豊川賢吾(トヨ)は後半から“物語の中心”に入る
序盤:背景にいる“成功者”
第1話では、
- 美容師になった成功者
- 同窓会に普通に参加
という軽い紹介のみ。
中盤:事件の“プレイヤー”へ
第7話で空気が一変し、
- 大谷の“お別れの会”で協力を申し出る
- 羽立追跡チームに参加
- 羽立の家へ先回りし、プロフィール帳を集める
と、一気に事件の核心に絡む動きが増えます。
そしてカメラワークも“トヨの不自然な動き”を強調し始めます。
ここが伏線の転換点
- ターボーと角で鉢合わせた瞬間に黒服が消える
- トヨが棒立ちで追跡を助けない
- イマクニでの上の空描写
これらは「この人物を見逃すな」という演出と考えられます。
トヨの8話以降の展開予測
トヨの立ち位置はここから三つに分岐すると考えられます。
- 共犯・実行犯として罪を告白するルート
- 黒幕に利用された“弱い大人”として描かれる被害者ルート
- 事件には直接手を下しておらず、22年前の傍観の罪と向き合うルート
どのルートでも、“成功したはずなのに満たされない大人の歪み”が大きな鍵になります。
豊川賢吾(トヨ)を演じるキャストは稲葉友
トヨ役は俳優・稲葉友さん
ドラマ本編で豊川健吾(トヨ)を演じているのは俳優の稲葉友さんです。公式の相関図やキャスト一覧では役名表記が「豊川賢吾(とよかわ けんご)/トヨ」となっています。

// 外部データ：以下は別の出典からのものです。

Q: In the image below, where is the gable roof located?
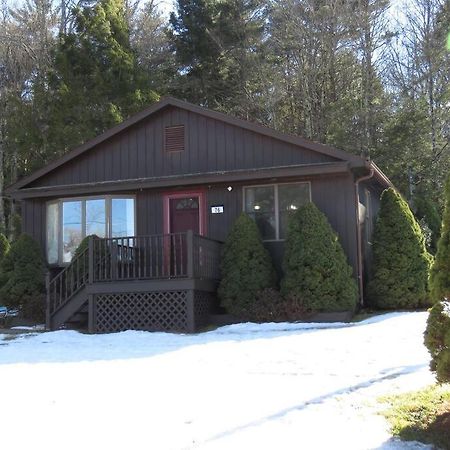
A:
[6,97,365,194]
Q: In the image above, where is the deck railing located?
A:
[91,231,221,282]
[47,231,222,323]
[47,244,89,314]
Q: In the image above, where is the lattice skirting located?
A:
[94,290,214,333]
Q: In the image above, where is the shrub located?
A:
[218,213,275,317]
[0,233,11,261]
[430,177,450,302]
[425,301,450,382]
[368,188,432,309]
[242,288,306,322]
[413,194,441,253]
[281,203,358,312]
[0,234,45,320]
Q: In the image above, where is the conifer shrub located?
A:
[430,177,450,302]
[245,288,307,322]
[218,213,275,318]
[368,188,432,309]
[281,203,358,312]
[0,234,45,320]
[425,301,450,382]
[0,233,11,261]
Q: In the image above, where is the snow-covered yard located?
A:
[0,313,433,450]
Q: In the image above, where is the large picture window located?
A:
[47,196,135,264]
[244,183,311,240]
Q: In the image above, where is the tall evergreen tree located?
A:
[430,176,450,302]
[16,0,158,165]
[368,188,431,309]
[170,0,267,118]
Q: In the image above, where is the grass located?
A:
[380,384,450,450]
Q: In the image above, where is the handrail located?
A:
[47,247,89,313]
[47,231,222,315]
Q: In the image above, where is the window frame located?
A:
[242,180,312,242]
[45,194,137,267]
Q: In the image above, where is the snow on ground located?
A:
[0,313,433,450]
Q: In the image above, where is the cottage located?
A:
[8,98,390,332]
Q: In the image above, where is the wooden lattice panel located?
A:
[194,291,214,328]
[95,291,188,333]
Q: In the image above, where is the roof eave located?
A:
[5,97,363,195]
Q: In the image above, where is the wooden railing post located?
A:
[186,230,194,278]
[45,270,51,330]
[88,236,94,284]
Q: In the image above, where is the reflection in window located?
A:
[47,196,135,264]
[47,203,59,264]
[245,186,276,239]
[111,198,134,237]
[244,183,310,240]
[86,199,106,237]
[278,183,309,239]
[62,202,83,262]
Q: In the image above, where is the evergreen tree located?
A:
[170,0,267,118]
[39,0,157,157]
[0,233,11,261]
[218,213,275,318]
[368,188,432,309]
[430,176,450,302]
[0,234,45,319]
[424,301,450,383]
[281,203,358,311]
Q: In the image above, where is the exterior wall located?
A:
[30,107,337,187]
[20,199,46,254]
[22,175,357,274]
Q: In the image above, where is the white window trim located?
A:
[242,180,312,242]
[45,194,137,267]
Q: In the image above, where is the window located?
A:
[47,196,135,264]
[244,183,311,240]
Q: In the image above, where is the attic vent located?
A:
[164,125,184,152]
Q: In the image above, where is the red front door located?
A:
[169,197,200,234]
[164,192,204,277]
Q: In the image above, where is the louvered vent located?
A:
[164,125,184,152]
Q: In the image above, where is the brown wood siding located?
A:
[26,175,360,273]
[30,107,337,187]
[20,200,46,254]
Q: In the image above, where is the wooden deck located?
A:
[47,232,221,333]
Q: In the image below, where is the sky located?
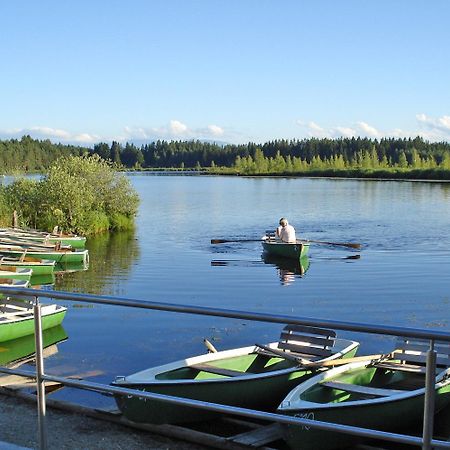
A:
[0,0,450,146]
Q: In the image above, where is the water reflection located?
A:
[55,230,140,295]
[261,253,309,286]
[0,325,67,367]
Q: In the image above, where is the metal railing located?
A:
[0,287,450,450]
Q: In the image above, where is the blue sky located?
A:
[0,0,450,145]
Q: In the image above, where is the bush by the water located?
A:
[0,155,139,235]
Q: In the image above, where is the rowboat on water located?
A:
[0,265,33,281]
[278,340,450,450]
[0,244,89,264]
[0,254,56,276]
[0,297,67,342]
[262,239,309,260]
[112,325,359,424]
[0,228,86,248]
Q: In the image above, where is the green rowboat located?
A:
[0,244,89,264]
[0,228,86,248]
[262,239,309,261]
[0,265,33,281]
[0,256,56,276]
[0,298,67,342]
[278,341,450,450]
[112,326,358,424]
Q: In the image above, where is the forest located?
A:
[0,136,450,179]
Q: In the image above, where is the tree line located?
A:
[0,136,450,179]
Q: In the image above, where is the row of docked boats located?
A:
[0,228,89,342]
[112,325,450,449]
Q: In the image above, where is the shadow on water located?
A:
[0,325,67,367]
[55,230,140,295]
[261,253,310,286]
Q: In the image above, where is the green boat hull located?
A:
[0,308,67,342]
[113,346,357,424]
[1,260,55,278]
[280,368,450,450]
[0,249,89,264]
[262,241,309,261]
[0,270,32,281]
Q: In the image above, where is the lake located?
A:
[7,173,450,440]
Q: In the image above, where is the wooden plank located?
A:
[0,388,275,450]
[280,332,334,348]
[188,364,248,377]
[374,362,426,374]
[283,325,336,337]
[320,381,408,397]
[228,423,283,447]
[278,342,332,357]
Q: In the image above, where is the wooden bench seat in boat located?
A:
[375,338,450,374]
[189,364,248,377]
[320,381,406,397]
[256,325,336,363]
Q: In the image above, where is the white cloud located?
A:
[125,119,228,140]
[0,126,101,145]
[169,120,191,137]
[356,122,380,138]
[208,125,224,136]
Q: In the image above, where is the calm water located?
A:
[7,174,450,436]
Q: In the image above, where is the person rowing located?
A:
[275,217,297,244]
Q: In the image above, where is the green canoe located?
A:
[0,298,67,342]
[0,256,56,276]
[278,341,450,450]
[0,228,86,248]
[112,326,358,424]
[0,244,89,264]
[262,239,309,260]
[0,265,33,282]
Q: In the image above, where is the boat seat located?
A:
[278,325,336,361]
[375,338,450,373]
[189,363,247,377]
[320,381,407,397]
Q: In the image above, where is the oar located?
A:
[211,238,262,244]
[305,239,361,248]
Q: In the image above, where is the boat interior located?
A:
[155,325,336,380]
[301,339,450,403]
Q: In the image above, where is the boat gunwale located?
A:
[113,338,359,387]
[277,360,450,414]
[0,303,67,328]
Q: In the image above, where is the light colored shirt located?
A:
[277,225,296,242]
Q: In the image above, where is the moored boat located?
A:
[113,325,358,423]
[262,239,309,260]
[0,228,86,248]
[0,297,67,342]
[0,265,33,281]
[278,341,450,450]
[0,254,56,276]
[0,244,89,264]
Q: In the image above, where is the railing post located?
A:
[422,339,436,450]
[33,296,47,450]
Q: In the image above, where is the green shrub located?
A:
[5,155,139,235]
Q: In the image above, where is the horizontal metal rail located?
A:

トヨの小学生時代を演じているのは子役の渡邉櫂くん。「現在」と「過去」の二人がつながることで、夢と現実、あの頃と今のギャップが視覚的にもきれいにつながるキャスティングになっています。
稲葉友が演じる“今のトヨ”のハマり具合
稲葉友さんは公式キャスト発表で、
- 豊川賢吾(34歳)
- 鷹里小学校6年1組の卒業生
- あだ名は「トヨ」
- 現在は美容師
と紹介されています。
稲葉さん自身、これまでも等身大の若い社会人や、少し“こじらせた”青年役を多く演じてきた俳優ですが、今回のトヨもまさにその系譜。

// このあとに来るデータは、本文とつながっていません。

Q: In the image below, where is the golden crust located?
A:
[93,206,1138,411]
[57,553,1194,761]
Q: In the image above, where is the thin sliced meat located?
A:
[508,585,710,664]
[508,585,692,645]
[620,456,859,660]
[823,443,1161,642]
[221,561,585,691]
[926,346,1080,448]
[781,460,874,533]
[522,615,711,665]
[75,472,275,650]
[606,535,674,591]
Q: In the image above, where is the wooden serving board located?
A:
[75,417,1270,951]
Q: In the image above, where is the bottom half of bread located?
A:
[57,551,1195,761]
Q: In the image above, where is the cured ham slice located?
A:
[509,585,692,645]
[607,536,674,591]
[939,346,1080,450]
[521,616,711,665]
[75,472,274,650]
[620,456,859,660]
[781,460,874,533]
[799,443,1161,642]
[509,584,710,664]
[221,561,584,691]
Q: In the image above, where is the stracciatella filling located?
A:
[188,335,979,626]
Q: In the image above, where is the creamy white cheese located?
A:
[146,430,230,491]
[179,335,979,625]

- 夢だった美容師にはなったけれど、年下オーナーにこき使われる雇われ店長
- 同窓会では“カリスマ美容師”っぽく振る舞うが、どこかコンプレックスが滲む
- 高木たちと一緒にいる時も、一歩引いたような、でも完全には抜けない視線
この「満たされているようで満たされていない三十代」の空気感を、稲葉さんがかなり繊細に出していると感じます。
特に第七話。
ちょんまげを追うシーンのあと、イマクニでメールの話をする場面で、ほかのメンバーがざわつく中、トヨだけ目の焦点が合っていないような“軽いフリーズ”状態になっており、ゆっきーに「大丈夫?」と心配される描写があります。

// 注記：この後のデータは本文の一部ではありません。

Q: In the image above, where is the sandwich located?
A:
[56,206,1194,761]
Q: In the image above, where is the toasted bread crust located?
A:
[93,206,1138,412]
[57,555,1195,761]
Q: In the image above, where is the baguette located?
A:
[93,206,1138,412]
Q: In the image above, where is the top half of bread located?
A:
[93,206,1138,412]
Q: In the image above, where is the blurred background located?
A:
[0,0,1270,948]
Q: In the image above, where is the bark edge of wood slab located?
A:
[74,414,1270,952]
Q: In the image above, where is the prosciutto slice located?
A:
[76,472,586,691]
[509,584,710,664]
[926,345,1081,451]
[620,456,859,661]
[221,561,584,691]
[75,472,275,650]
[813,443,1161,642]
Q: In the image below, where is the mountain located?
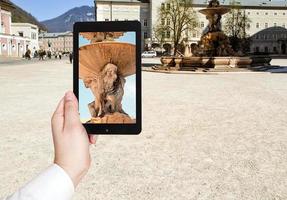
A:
[6,0,47,30]
[41,6,95,33]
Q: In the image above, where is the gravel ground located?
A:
[0,60,287,200]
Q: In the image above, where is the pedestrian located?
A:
[69,52,73,64]
[48,51,52,59]
[59,51,62,60]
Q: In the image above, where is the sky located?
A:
[11,0,94,21]
[79,32,136,123]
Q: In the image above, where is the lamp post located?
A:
[94,0,97,21]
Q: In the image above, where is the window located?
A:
[273,47,277,53]
[18,31,24,37]
[144,19,147,26]
[166,31,170,38]
[200,22,204,28]
[166,3,170,10]
[166,19,170,26]
[31,33,37,40]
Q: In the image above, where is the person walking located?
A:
[69,52,73,64]
[59,51,62,60]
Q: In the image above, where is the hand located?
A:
[52,92,96,187]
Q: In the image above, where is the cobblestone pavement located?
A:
[0,60,287,200]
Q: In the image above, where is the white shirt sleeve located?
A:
[3,164,75,200]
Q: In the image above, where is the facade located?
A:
[11,23,39,54]
[250,26,287,55]
[97,0,151,48]
[39,32,73,52]
[150,0,287,54]
[0,0,38,57]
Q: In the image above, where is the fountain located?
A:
[161,0,271,70]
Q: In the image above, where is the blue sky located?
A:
[12,0,94,21]
[79,32,136,123]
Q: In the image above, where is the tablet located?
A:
[73,21,142,134]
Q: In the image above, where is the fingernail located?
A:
[65,91,73,101]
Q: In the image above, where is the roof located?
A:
[193,0,287,8]
[11,22,38,28]
[0,0,15,11]
[39,31,73,38]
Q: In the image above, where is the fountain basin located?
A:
[169,56,272,70]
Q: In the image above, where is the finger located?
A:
[64,91,80,129]
[89,135,98,144]
[51,98,64,133]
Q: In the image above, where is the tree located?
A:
[154,0,197,55]
[224,1,251,51]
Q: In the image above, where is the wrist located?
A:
[54,161,88,188]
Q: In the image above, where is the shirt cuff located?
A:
[8,164,75,200]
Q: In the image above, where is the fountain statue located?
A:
[161,0,271,70]
[198,0,236,56]
[79,32,136,123]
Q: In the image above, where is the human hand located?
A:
[51,92,96,187]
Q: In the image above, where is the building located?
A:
[11,23,39,54]
[150,0,287,54]
[39,31,73,52]
[96,0,151,49]
[0,0,39,57]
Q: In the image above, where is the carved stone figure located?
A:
[79,39,136,123]
[208,0,220,8]
[84,63,125,117]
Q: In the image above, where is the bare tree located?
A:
[224,1,251,50]
[154,0,197,55]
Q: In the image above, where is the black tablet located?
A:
[73,21,142,134]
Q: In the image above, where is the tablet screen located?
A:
[78,32,136,124]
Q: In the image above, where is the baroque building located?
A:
[150,0,287,54]
[39,31,73,52]
[0,0,39,57]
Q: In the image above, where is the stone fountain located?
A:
[161,0,271,70]
[79,32,136,124]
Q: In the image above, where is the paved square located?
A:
[0,60,287,200]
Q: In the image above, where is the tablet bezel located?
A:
[73,21,142,135]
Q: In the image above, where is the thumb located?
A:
[64,91,80,129]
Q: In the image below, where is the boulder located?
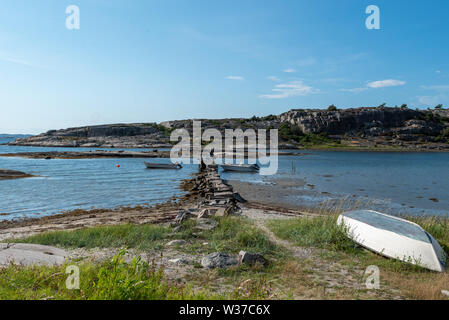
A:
[198,209,210,219]
[167,240,187,247]
[0,243,68,267]
[0,169,32,180]
[168,258,190,266]
[201,252,238,269]
[239,251,268,266]
[195,219,217,230]
[175,210,191,223]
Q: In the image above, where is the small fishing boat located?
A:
[337,210,448,272]
[145,162,182,169]
[220,164,260,172]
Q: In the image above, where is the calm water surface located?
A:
[0,136,449,219]
[223,151,449,215]
[0,137,197,219]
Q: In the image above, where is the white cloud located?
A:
[296,58,317,67]
[417,94,448,106]
[260,81,319,99]
[340,88,368,93]
[421,85,449,91]
[267,76,281,82]
[367,79,406,89]
[226,76,245,81]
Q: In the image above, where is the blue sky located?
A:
[0,0,449,133]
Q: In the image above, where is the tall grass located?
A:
[12,224,169,250]
[0,250,220,300]
[268,215,360,253]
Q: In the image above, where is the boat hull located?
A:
[337,210,447,272]
[220,164,259,172]
[145,162,182,170]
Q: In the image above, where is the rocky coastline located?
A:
[9,106,449,151]
[0,169,33,180]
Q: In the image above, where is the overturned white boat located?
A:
[220,164,260,172]
[337,210,447,272]
[145,162,182,169]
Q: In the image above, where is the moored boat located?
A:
[337,210,448,272]
[220,164,260,172]
[145,161,182,169]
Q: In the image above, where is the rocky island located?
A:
[9,105,449,151]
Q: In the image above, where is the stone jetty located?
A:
[0,169,32,180]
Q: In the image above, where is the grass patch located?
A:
[268,215,360,253]
[10,224,170,250]
[268,214,449,273]
[0,250,222,300]
[268,214,449,300]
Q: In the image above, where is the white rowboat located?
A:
[337,210,447,272]
[220,164,260,172]
[145,162,182,169]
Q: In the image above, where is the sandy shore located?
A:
[228,178,322,212]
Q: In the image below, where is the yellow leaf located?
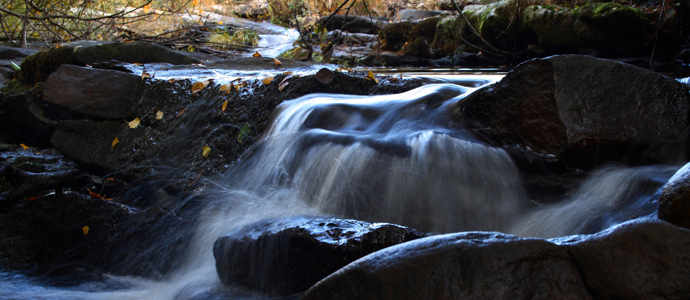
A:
[218,83,232,94]
[367,70,379,83]
[125,118,141,129]
[192,81,208,95]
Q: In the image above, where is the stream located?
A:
[0,74,679,300]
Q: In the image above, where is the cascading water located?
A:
[0,75,677,299]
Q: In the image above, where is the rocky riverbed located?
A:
[0,40,690,299]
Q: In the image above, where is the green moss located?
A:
[0,80,31,95]
[19,47,83,85]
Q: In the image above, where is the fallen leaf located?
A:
[125,118,141,129]
[278,82,289,92]
[237,123,252,144]
[218,83,232,94]
[367,70,379,84]
[314,68,335,84]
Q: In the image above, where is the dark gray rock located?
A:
[659,164,690,228]
[213,217,423,295]
[302,232,592,300]
[558,219,690,299]
[463,55,690,168]
[19,41,202,84]
[318,15,390,34]
[43,65,144,120]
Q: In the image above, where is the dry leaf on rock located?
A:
[314,68,335,84]
[125,118,141,129]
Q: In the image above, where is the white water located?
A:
[0,76,676,299]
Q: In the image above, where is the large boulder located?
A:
[213,217,423,295]
[19,41,202,84]
[659,164,690,228]
[302,218,690,300]
[302,232,592,300]
[462,55,690,168]
[557,219,690,299]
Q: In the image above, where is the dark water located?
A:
[0,76,678,299]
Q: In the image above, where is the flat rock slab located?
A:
[463,55,690,168]
[213,217,423,295]
[302,219,690,300]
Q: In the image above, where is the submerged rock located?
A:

あのシーンは脚本上も“怪しさを匂わせる”場面ですが、稲葉さんの演技があまりにリアルな動揺になっているため、
- 共犯だから動揺しているのか
- それともただ恐怖と罪悪感で固まっているだけなのか
視聴者が判断できない絶妙なニュアンスが生まれています。
この“解釈の余白”こそが、トヨというキャラクターの不気味さと人間臭さを両立させ、キャスティングとしてのハマり具合を強く感じさせる部分です。
子ども時代のトヨを演じるのは渡邉櫂
小学生時代のトヨを演じているのは、子役の渡邉櫂くん。
日テレ公式の出演情報でも、
- 「良いこと悪いこと」に豊川賢吾の子ども時代役で出演
と紹介されています。
渡邉くんが演じる“子どもトヨ”は、
- タイムカプセルに「美容師になる」という夢の絵を描く
- キングたちとふざけ合いながらも、いじめ現場では笑って見ている側
- 黒塗り六人とは完全に同列ではないが、あの空気を共有していたクラスメイト
という、こちらも“グレーな立ち位置”にいます。
その表情がとても絶妙で、
- 夢を語る時の少し照れた笑顔
- 教室の隅で、いじめを真正面から見ないようにしている目線
- どこか罪悪感が滲む表情の揺れ
これらが「過去のトヨ」と「現在のトヨ」をきれいにつなぎ、物語のテーマと重なる部分を強めています。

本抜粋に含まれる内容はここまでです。